Cuando terminan de dar las doce, un rumor como de oleaje y lluvia sale de su boca desfigurada. Yo le escuché una vez que escapé para ver si era verdad la historia de aquella tristísima alma. Su voz temblaba como el viento entre los robles pero era firme y densa como las nubes grises que ciegan el cielo del valle. Le escuche pedir a la Virgen por Iraia. Ella fue la mujer que estuvo a su lado hasta que se le acabaron los años llevando a su hijo sin vida en brazos. Por un momento, todo quedó en silencio y pude ver las lágrimas caer desde unos ojos negros cargados de agua. Alzó su cabeza engalanada de vegetación acuática como si pudiera ver a su esposa radiando en blanco y alba frente al portón de la iglesia. Le oí decir…
“Iraia…
… Desde que no te veo tengo los ojos cansos…
… Desde que no te tengo, mis llanto se ha vuelto un lago
… Desde la vez en que te vi partir,
Iraia,
ya no descanso …”
Martinxo dejó las flores que llevaba en el portón y volvió con paso lento hacia la frontera de las aguas. Se sumergió para volver a esa casa de piedra que nunca ha dejado de ser su casa y esperar a que vuelva Marzo otro año. Su cuerpo entrando en el agua sonaba como una caricia. Después el silencio denso que llenaba el valle se disolvió con una brisa fresca y clara. Las campanas marcaron la media y se sintió respirar de alivio a todo el pueblo, que se preparaba ya para esperar la mañana.
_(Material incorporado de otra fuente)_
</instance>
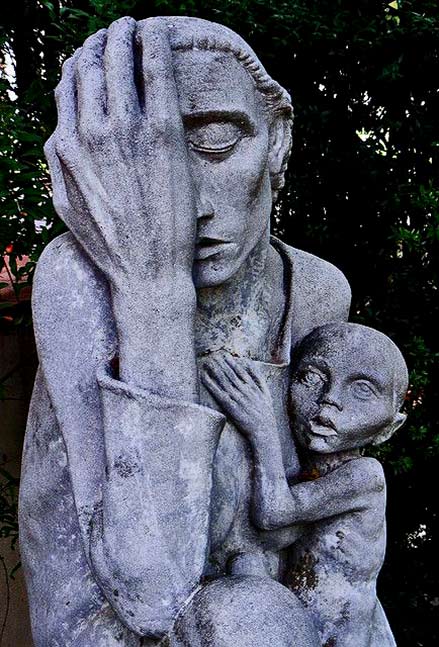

Aquel fue el último año que pasé en el valle. Mi padre consiguió trabajo en Madrid representando a la fábrica de coches para la que trabajaba. El pueblo quedó atrás y nunca se habló en mi casa de aquella noche de Marzo. Me dijeron que lo que vi que eran imaginaciones mías y que dejara de pensar en esas tonterías, que no valían de nada. No volví nunca más allí, pero tú, si alguna vez pisas Navarra, camino a la frontera con Francia, dónde los montes parecen dominar el paisaje y el olor de la lluvia y tierra mojada lo envuelve todo; recuerda esto que te he contado. En alguno de los valles descansa un pueblo junto a un lago. Bajo sus aguas, un hombre que será por siempre anciano espera paciente a que llegue Marzo y suenen las campanas. Si vas allí, si encuentras el lugar del que te hablo, acércate al lago y deja por mi unas flores blancas en sus aguas.
Que a Martinxo no le falten nunca flores que llevar en Marzo a su Iraia.